約154年間月次データを使用して検証を行いました。

月次データを使った長期バックテストでは、論文で言われる以上の「安心感」を得られました。

バックテストの比較

検証データ 成功率 成功 失敗 データ数
全ての検証 97.97% 1541 32 1573
抜粋での検証 97.79% 1417 32 1449
ぜんきち
ぜんきち

年次データの95%を超えました

月次の方が良くなった!!

この結果で、FIREを想定した、下落局面の引退を除いたケースにおいても約1450例もあります。

下落局面を除くと、成功例を除くことに繋がりましたが、約97.8%を付けたのは、うれしい結果です。

月次データが年次データを上回った理由
結論は「資産をリスクにさらす期間が月次の方が長かった」からです。
年次データでは、1年分の生活費を1年のどこか1回で取り崩しを行い、毎月の生活費に充てるため、引き出してから「現金」としておく時間が長くなります。一方、月次の取り崩しでは、月の生活費以外を市場のリスクにさらされているため、成功率が上昇しました。

このデータでは、リバランスを行っていません

そのため、リバランスを行える余裕があれば、成功率を100%へ近づけることができます。

  • 月次データとすると成功率が上昇する

 このデータの注意点

ドットコムバブルリーマンショック直前直後の取り崩しバックテストがない。

取崩期間を30年間とした場合、ドットコムバブルが起きる直前となる1998年から取崩しを行う想定ができません

最も、最新のもので取り崩し開始が1995年6月からのケースとなります。

特に、検証できなかったのが悔やまれる時期は、リーマンショックがある2008年以降です。
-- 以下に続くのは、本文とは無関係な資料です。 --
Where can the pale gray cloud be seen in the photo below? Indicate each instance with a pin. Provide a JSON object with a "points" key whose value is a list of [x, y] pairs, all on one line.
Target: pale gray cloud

失敗のケースで、同じ特徴となるのは取り崩し始めた直後から2〜3年間の株価低迷という共通の相場環境があるからです。

では、取り崩しを失敗したケースを分析してその共通点を次に解説します。

  • 近年の暴落バックテストができない

4%ルールが失敗した時期の共通点とは?

月次の4%ルールが失敗した場合における、取り崩し開始時期はこちらです。

取崩年
1929 1,2,3,4,5,6,7,8,9,10
1930 3,4,5
1965 5,9,10,11,12
1966 1,2,4
1967 9,10
1968 9,10,11,12
1969 1,5

歴史的に「4%ルール」がうまくいかなかった取崩し開始時期を振り返ると、いくつかの共通点が見えてきます。

具体的には1929年大恐慌前後や、1965〜69年アメリカ経済の低迷が代表的です。

これらの時期に共通していた特徴を整理すると次のようになります。

失敗の3つの共通点

  • 株価が高値圏
  • インフレが上昇
  • 株安とインフレの「ダブルパンチ」
4%ルールが失敗の時期
出典:macrotrendsデータ加工

1.株価が高値圏にあった

1929年や1965年のアメリカ株式市場は、景気が良く株価も高値を更新していた時期でした。

しかし、その後に景気後退暴落が訪れ、資産の大きな目減りを引き起こしました。

  • 高値圏で取り崩し始めは初期の下落に弱い

2.インフレが上昇していた

1965年から1969年は株価が大きく下がっていないにもかかわらず、4%ルールが失敗していた取り崩し開始年となります。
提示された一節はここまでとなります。